Er schloss die Tür hinter ihnen ab. Bei dem Gedanken, dass die Männer dort draußen sie hören würden, lief ihm ein Schauer über den Rücken. Normalerweise war Voyeurismus nicht sein Ding, aber nach Jahren im Boxring war er es gewohnt, für Publikum aufzutreten. Und sein steinharter Schwanz, der sich gegen den Jeansstoff drückte, schien die Idee offensichtlich auch zu befürworten.
Der Schlingel presste sich wieder mit dem Rücken an Scouts Brust, nahm Scouts Hand und drückte sie sich zwischen die Beine. Hinter den engen Shorts war er genauso hart wie Scout, daran gab es keinen Zweifel. Und für einen so schlanken kleinen Kerl hatte er einen überraschend starken Körper. Als Scout ihm die Hand unters T-Shirt schob, entdeckte er dort nur harte Muskeln. Mann, ihm lief das Wasser im Mund zusammen. Glücklicherweise hatte er Gummis eingesteckt.
»Was hast du mit mir vor?«, fragte der Schlingel, als Scout ihm den Nacken küsste.
Scout fiel auf, dass der junge Mann bisher vermieden hatte, ihm direkt in die Augen zu sehen. Auch jetzt wandte er ihm nur den Rücken zu. Doch wenn das sein Spiel war, wollte Scout sich nicht beschweren. Er hatte schon lange keinen wirklich aufregenden One-Nighter mehr erlebt und wenn der kleine Kerl auf geheimnisvoll machen wollte, dann war ihm das nur recht. Es war nämlich ziemlich geil.

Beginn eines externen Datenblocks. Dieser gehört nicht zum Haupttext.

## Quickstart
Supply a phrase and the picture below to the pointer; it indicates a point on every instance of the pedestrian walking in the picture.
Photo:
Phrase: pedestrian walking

»Ich beuge dich vor und ficke dich um den Verstand«, knurrte Scout. »Hört sich das gut an?«
»Oh ja, Süßer!«, zischte jemand von draußen. Die Musik wummerte und wurde gelegentlich lauter, wenn jemand die Tür zum Gang öffnete. Ansonsten war wenig zu hören. Scout hatte das Gefühl, dass die Männer draußen mit angehaltenem Atem darauf warteten, was er und sein Schlingel ihnen zu bieten hatten.
Ja. Verdammt geil.
»Das hört sich schrecklich an, du Grobian.« Er drehte den Kopf gerade so weit nach hinten, dass Scout ihm einen feuchten Kuss geben konnte. »Ich hoffe nur, du hast einen großen, dicken Schwanz.«
»Natürlich habe ich das«, sagte Scout, knöpfte die Hose auf und schob sie nach unten. »Ich glaube, du solltest ihn erst lutschen. Damit er schön feucht und hart wird für deinen engen Arsch.«
Jemand schlug stöhnend einen Fächer auf. »Scheiß Exhibitionisten«, grummelte eine andere Stimme. Scout war das alles egal.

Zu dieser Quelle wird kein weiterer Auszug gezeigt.